Sunday, December 24, 2017

Christmas Eve Failure—How I Let Down Dylan Thomas and Bored Small Children

The new family sits still for a portrait about three months after the fateful Chrihstmas Eve--Kathy, Heather, Carolynne, and Patrick.


I was a bright, shiny new step father on Christmas Eve of 1981.  Kathy and I had been married all of one week.  With foolish enthusiasm, I wanted to establish our own family traditions for the holiday that, hopefully, would endear me to hearts of my new daughters.  Carolynne, nine years old, Heather only seven.
One night earlier that week I rushed from my job repairing football shoulder pads to a bookstore on Lincoln Avenue conveniently located near a favorite saloon.  Undoubtedly fueled by a couple of shots of Christian Brothers with beer backs, I plunged into the store.  I found what I was looking for—a nice small edition of one of my own favorite Christmas stories with some charming illustrations.
After dinner on Christmas Eve, and some negotiations between the girls and their mother over whether they would be able to open any “under the tree” presents that night—she let them open one—I asked them to settle next to me on the couch.  Kathy played some carols softly on the on the stereo.
I was as excited as I could be.  I could picture the girls, all grown up, reading this same story to their children fondly remembering me, of course.  I opened the book and in my most mellifluous voice began to read.
I think I read four lines before they began to squirm.  After the second paragraph, just as the story was getting going, Heather bleated out pitifully, “Mom!  This is boring!  Do we have to?”  Carolynne seconded the anguish.
Since it was not my intention to actually torture any children, I reluctantly shut my book and let them clamor down to play with the plastic pin ball game that they had opened.  I was heartbroken, but did my best to keep up a brave front. 
The evening got better.  I, notorious heathen in those days, was exposed to my first ever Christmas midnight mass with a half an hour of caroling by the congregation before the service.  We walked home from church in the sparkling cold and tucked in the girls—who woke us about 3 am to open presents.  We made them go back to sleep, but could not delay Christmas morning for long.
I never again tried to inflict my children with the story.  From Christmas to Christmas they would remind me of my foolishness.  It comes up every year around the Christmas dinner table with much laughter, so I guess I did start a tradition of sorts.
Anyway, I still love the story and privately, when no one is looking, read it for myself every year.
This year, I decided to try to share it again.  This time with you.  I hope it doesn’t make you squirm.

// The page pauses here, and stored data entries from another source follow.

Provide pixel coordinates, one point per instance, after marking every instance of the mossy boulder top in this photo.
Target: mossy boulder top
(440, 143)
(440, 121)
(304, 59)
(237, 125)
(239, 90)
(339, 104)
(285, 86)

A Child’s Christmas in Wales
By Dylan Thomas

One Christmas was so much like another, in those years around the sea-town corner now and out of all sound except the distant speaking of the voices I sometimes hear a moment before sleep, that I can never remember whether it snowed for six days and six nights when I was twelve or whether it snowed for twelve days and twelve nights when I was six. 
All the Christmases roll down toward the two-tongued sea, like a cold and headlong moon bundling down the sky that was our street; and they stop at the rim of the ice-edged fish-freezing waves, and I plunge my hands in the snow and bring out whatever I can find. In goes my hand into that wool-white bell-tongued ball of holidays resting at the rim of the carol-singing sea, and out come Mrs. Prothero and the firemen.